I am not sure... I believe that the Husqvarna is made by the same company which makes Simplicity../ Snapper. 

It sure looks like the same tractor..


Anywho.... I love it so far....  "DJ"


----------



## Unstyled 34 JD (Jul 2, 2004)

*Re: Husqvarna*



> _Originally posted by GJT _
> *We purchased a Husqvarna GT2254 last year and have been very happy with it so far.
> 
> Added Gator Blades this year and it makes the cut that much better. *


I got 9 hours on my new one... ALREADY!! Love it... mows like a dream.


----------



## shuffleking (Nov 26, 2007)

*LOOKING FOR A NEW MACHINE*

I'm new to the forum and need to buy a decent machine in the very near future. I know it's November, but I still have some lawn to mow,(1 1/4 acres). I've never used a Husq so sell me on this brand. Thanks.


----------



## HYDROGUARDIAN16 (Feb 14, 2007)

dont get it at sears and welcome to TF, sears gets a ton of them, and sells them with cheaper motors. go to a real dealer and i will look at some


----------



## dvcochran (Nov 23, 2010)

I bought a Husqvarna YTH20S42LS about 4-years ago. It has a 15 hp Kawasaki engine. The engine is great; strong enough to what it is asked to do and very quiet. I change the oil every year and have had zero problems. It is a typical hydrostatic mower where the hydro pump is belt driven. One thing I do not like is that I am constantly adjusting the ground speed. It goes noticeably slower up any size grade and then quickly much faster when going down grades.

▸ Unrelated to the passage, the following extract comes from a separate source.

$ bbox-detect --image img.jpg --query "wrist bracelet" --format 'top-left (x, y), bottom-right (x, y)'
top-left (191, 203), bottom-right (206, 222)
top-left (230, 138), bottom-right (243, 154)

I think some of this can be attributed to the horswepower of the engine. Although I have checked it out thoroughly I feel like some of the speed change may be from the belt drive assembly. I have an older New Holland hydro with a 12 hp Kohler and direct drive to the hydro pump. There is absolutely no change in ground speed no matter what the terrain is.
The mower has about 250 hours on it and I have had a lot of trouble wit the deck, especially this year. While they are a cheap fix, it has broke at least one spindle housing every year. They are a three flange mount and the flanges are pretty weak. I have been unable to get an even cut this year. I replaced both blades, both spindle shafts, bearings, and spindle housings. I have adjusted the deck every way possible but it still has an uneven cut. 
You may alerady know but a Husqvarna is the same as a Craftsman and many other brands produced by YTH. There a suttle differences but they are mostly cosmetic. I would look very closely at the deck; gauge thichness and spindle size, going with the heavier built one. A fabricated deck is always stronger than a stamped deck. Are the spindles large and can you grease them? I agree that a B&S engine would be my last choice but I would also put a Kawasaki engine right up there with a Kolher plus they are much quieter. We have a 13 year John Deere with a Kawasaki and it still runs like new. I hope this helps.


----------



## NBKnight (Dec 5, 2010)

dvcochran said:


> I bought a Husqvarna YTH20S42LS about 4-years ago. It has a 15 hp Kawasaki engine. The engine is great; strong enough to what it is asked to do and very quiet. I change the oil every year and have had zero problems. It is a typical hydrostatic mower where the hydro pump is belt driven. One thing I do not like is that I am constantly adjusting the ground speed. It goes noticeably slower up any size grade and then quickly much faster when going down grades. I think some of this can be attributed to the horswepower of the engine. Although I have checked it out thoroughly I feel like some of the speed change may be from the belt drive assembly. I have an older New Holland hydro with a 12 hp Kohler and direct drive to the hydro pump. There is absolutely no change in ground speed no matter what the terrain is.
> The mower has about 250 hours on it and I have had a lot of trouble wit the deck, especially this year. While they are a cheap fix, it has broke at least one spindle housing every year. They are a three flange mount and the flanges are pretty weak. I have been unable to get an even cut this year. I replaced both blades, both spindle shafts, bearings, and spindle housings. I have adjusted the deck every way possible but it still has an uneven cut.
> You may alerady know but a Husqvarna is the same as a Craftsman and many other brands produced by YTH. There a suttle differences but they are mostly cosmetic. I would look very closely at the deck; gauge thichness and spindle size, going with the heavier built one. A fabricated deck is always stronger than a stamped deck. Are the spindles large and can you grease them? I agree that a B&S engine would be my last choice but I would also put a Kawasaki engine right up there with a Kolher plus they are much quieter. We have a 13 year John Deere with a Kawasaki and it still runs like new. I hope this helps.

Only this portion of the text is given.